Inserido no programa de artes e de cultura artística do Fórum Imigração da Fundação Gulbenkian, como forma de dar visibilidade às obras criadas e produzidas por artistas imigrantes que vivem e trabalham em Portugal, às 21h30 de sexta-feira, 8 de Setembro, no Anfiteatro ao Ar Livre da Fundação Calouste Gulbenkian, em Lisboa, actuou Contra-Banzo, de Alípio C. Neto.
Do percurso sólido e seguro que tem vindo a afirmar no contexto nacional no qual se inscreve a actuação deste quinteto, resulta à evidência que um dos méritos do saxofonista e compositor brasileiro Alípio C. Neto, há uma década a viver em Portugal, é o de saber acercar-se de músicos competentes, versáteis e tecnicamente bem apetrechados, capazes de cultivar um estilo multifacetado que resulta, afinal, da coerente combinação de uma variedade de estilos e formas de dizer.
Outro ponto a favor é o da composição. Neste aspecto, Alípio lida habilmente com elementos das correntes dominantes do jazz, do tradicional ao mainstream, passando pelo free, world music, e por várias manifestações da fusion, sinais que incorpora numa linguagem personalizada, sem que o produto final saiba a colagem, mercê da complexa arquitectura interna e do bom acabamento exterior das composições. Qualidade reforçada por uma modulação minuciosa e por arranjos elaborados, apoiados por uma execução fluida, robusta e cristalina, expansiva e intensa na explanação, em que primam interessantes passagens dinâmicas e progressões cromáticas ascendentes e descendentes, do tipo imaginário Don Cherry meets Igor Stravinski.
Assinalem-se as intervenções individuais, emergentes dos arranjos, com contenção, em vez de se espraiar em longos solos, apoiadas no fraseado complexo de Felix de Barros. Com a mão conscientemente a fugir-lhe para as proximidades do piano bop, esteve bem na alternância de passagens suaves e vigorosas – a ponte segura entre a base rítmica dinâmica e flexível de Ben Stapp, jovem tubista a crescer a olhos vistos, e Rui Gonçalves, que até convincente prova em contrário, continua a ser o melhor baterista de jazz (talvez por não o ser de raíz...) a actuar em Portugal – dois músicos que mostraram saber entender-se bem na gestão da intensidade dos fluxos rítmicos, mesmo tendo a seu desfavor um som de palco a que faltou corpo e um pouco mais de potência.
Ademais, um trio sóbrio e muito eficaz no serviço para a linha da frente, onde Jean‑Marc Charmier (trompete) e Alípio C. Neto (saxofone tenor) recebiam a informação, trocavam ideias entre si e alternavam papéis com total complementaridade ao nível dos tempos, timbres e estilos. Um, terra, macio e aveludado, a frase arredondada; o outro, fogo, rápido, sinuoso e sincopado, acrescentaram fantasia às interessantes passagens e progressões cromáticas ascendentes e descendentes que iam e vinham do centro para a periferia, e vice‑versa, em constante mutação, postos os recursos técnicos e a inventividade ao serviço da criação colectiva.
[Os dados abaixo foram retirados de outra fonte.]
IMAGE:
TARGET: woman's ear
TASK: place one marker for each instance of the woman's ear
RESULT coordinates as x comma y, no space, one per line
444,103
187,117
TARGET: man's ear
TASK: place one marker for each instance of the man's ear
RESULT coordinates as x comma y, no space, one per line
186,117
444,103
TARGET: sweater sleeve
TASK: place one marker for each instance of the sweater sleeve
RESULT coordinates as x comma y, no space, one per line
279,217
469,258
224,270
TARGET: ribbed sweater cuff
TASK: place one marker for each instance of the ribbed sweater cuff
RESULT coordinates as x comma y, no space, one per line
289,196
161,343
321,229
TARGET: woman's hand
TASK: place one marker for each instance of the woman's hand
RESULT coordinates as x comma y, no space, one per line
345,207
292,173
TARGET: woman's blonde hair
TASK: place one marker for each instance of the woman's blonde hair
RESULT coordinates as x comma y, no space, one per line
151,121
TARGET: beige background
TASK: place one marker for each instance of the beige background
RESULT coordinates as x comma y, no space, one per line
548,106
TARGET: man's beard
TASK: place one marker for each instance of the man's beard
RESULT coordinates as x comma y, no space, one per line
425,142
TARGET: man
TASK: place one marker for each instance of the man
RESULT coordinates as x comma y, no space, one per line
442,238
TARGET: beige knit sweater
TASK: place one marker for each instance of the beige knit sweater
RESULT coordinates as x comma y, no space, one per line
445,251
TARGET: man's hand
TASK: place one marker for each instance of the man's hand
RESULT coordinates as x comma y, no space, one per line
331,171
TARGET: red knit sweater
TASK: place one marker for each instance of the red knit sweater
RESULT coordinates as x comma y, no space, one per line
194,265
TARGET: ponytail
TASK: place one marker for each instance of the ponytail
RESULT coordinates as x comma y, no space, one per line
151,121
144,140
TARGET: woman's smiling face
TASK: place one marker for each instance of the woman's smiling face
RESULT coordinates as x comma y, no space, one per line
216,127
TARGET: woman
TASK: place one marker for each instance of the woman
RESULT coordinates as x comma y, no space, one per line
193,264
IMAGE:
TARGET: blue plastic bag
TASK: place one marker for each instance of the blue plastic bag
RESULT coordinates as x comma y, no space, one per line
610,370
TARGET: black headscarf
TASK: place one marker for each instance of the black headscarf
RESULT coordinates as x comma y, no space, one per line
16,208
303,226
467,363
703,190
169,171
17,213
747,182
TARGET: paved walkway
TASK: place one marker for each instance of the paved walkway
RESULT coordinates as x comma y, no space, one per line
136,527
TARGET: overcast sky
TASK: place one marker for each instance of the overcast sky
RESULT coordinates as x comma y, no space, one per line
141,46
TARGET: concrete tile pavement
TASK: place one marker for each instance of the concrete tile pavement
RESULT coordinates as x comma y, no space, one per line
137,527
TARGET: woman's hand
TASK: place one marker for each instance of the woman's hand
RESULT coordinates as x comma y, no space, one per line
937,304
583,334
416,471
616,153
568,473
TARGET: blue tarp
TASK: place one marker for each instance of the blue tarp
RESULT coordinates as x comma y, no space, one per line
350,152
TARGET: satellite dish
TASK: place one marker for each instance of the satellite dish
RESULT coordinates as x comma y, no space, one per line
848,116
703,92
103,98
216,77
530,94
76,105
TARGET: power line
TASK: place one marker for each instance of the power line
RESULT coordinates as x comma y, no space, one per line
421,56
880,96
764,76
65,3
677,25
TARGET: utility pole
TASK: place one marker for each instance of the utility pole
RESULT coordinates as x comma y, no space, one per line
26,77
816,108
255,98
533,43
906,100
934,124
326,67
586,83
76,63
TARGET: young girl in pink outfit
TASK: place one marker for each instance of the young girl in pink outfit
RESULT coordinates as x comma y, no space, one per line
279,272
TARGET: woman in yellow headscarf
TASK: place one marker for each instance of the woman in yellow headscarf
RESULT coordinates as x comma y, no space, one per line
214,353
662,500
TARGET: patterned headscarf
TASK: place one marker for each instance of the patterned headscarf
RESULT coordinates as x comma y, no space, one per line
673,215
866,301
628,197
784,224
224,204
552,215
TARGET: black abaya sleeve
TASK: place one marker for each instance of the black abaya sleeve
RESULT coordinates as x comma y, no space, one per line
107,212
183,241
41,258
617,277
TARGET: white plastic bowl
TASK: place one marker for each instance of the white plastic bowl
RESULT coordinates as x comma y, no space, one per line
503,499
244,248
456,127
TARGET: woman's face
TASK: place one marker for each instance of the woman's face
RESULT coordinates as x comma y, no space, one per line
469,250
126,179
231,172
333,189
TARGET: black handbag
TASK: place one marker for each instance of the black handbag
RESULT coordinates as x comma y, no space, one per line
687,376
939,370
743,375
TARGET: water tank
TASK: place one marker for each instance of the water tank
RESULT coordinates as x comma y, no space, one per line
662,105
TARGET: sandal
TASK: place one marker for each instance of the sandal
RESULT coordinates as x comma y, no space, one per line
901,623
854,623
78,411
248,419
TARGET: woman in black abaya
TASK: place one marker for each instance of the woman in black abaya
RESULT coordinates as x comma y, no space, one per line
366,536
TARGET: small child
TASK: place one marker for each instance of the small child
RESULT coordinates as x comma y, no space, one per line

Música aberta às mais variadas influências, viva e extrovertida na procura do contacto personalizado com o ouvinte, esta nova proposta de Alípio C. Neto, embora assente maioritariamente em composições já trabalhadas, arranjadas e apresentadas noutros contextos pessoais e instrumentais, mantém intactas a frescura e originalidade primordiais. Ao mesmo tempo que deixa entrever novas direcções a explorar por um grupo que, de aparição única, poderia e deveria evoluir para o trabalho regular, a caminho da criação de uma identidade forte, de que já deu alguns sinais. O mais importante é que há faísca e passagem de corrente eléctrica.